I remember sitting in a park on my birthday when my girlfriend of 3-4 years told me that if we hadn’t lost our child she would’ve taken it and moved to North Carolina. She knew I wasn’t happy, she knew I wasn’t ready to be a father. That was my birthday present that year. I remember getting the call that my dad died. They found him 2 weeks after he died. I remember being scared as hell that I was gonna end up like him. I was already well on my way. Retreating into myself. Abusing whatever I could get my hands on.

I was living like a ghost. Living in this trailer that I couldn’t believe was still standing. I’d go to work, get drunk, get high, barely eat. Get up and repeat the whole thing over and over.

I imagine pulling yourself from that was hard, if that word could really do it justice.

I’m lucky I did. I remember my mom coming over and hugging me and sobbing. Getting her tears all over my shirt. Holding onto the person who barely looked like her son. I’ve never seen her like that. Telling me she didn’t want me to kill myself. It was a wake up call really. I’m ashamed of everything from back then.

Have you found your way back?

Slowly but surely, man. I’m making an effort!

What is next for the rejuvenating Matt Finney?
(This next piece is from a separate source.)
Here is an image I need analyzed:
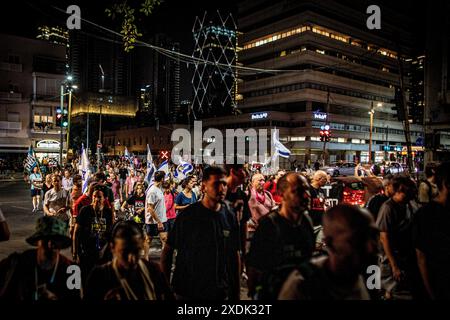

I feel better than I have in years. Getting this album finished, releasing something on The Flenser (still not quite sure this isn’t a dream or an elaborate prank from somebody), already starting work on the next album with Oleg. Just staying busy, That’s when I’m at my best. I can’t handle free time, obviously.

I’m hoping for the best for you, man. It’s good to see you active and positive again.

Thanks brother. It means a ton.

About the album:

“Heinali and Matt Finney are a transcontinental avant-garde electronic music project consisting of Ukranian composer Oleg Shpudeiko (Heinali) and Alabama-based spoken word poet Matt Finney. Their new album, How We Lived (their first for The Flenser), sees the duo return with their first release since 2011. Like their prior collaborations, Heinali provides a lush, foreboding soundtrack to Matt Finney’s bleak narrations, but How We Lived demonstrates a more considered approach. The result is four long tracks which are denser and more cogent than anything they’ve released in the past. Matt Finney provides his most intimate and harrowing words to date, evoking the type anguish and enmity that only someone who has probed the depths of despair can.

The duo first met online in 2010 and immediately began collaborating on their first EP. From there they established a prolific working relationship, recording and releasing a series of albums and EPs over the next two years. After the release of 2011’s Ain’t No Nighte, Matt Finney found himself in a bad place. A series of misfortunes, including familial illness, the death of his biological father, a miscarriage, and the failed release of their follow up album, drove him to drugs and alcohol. For the next two years he lived in a trailer as far away from society as he could get, where he languished in misery and rage. He gave up writing and human contact entirely. Eventually, his head cleared enough for him to realize how much his past work with Heinali had helped him deal with life’s seemingly endless disappointments, and he emerged from his self-imposed exile eager to feel that catharsis again. The duo reconnected and began collaborating on new material. How We Lived is the result of those missing years.”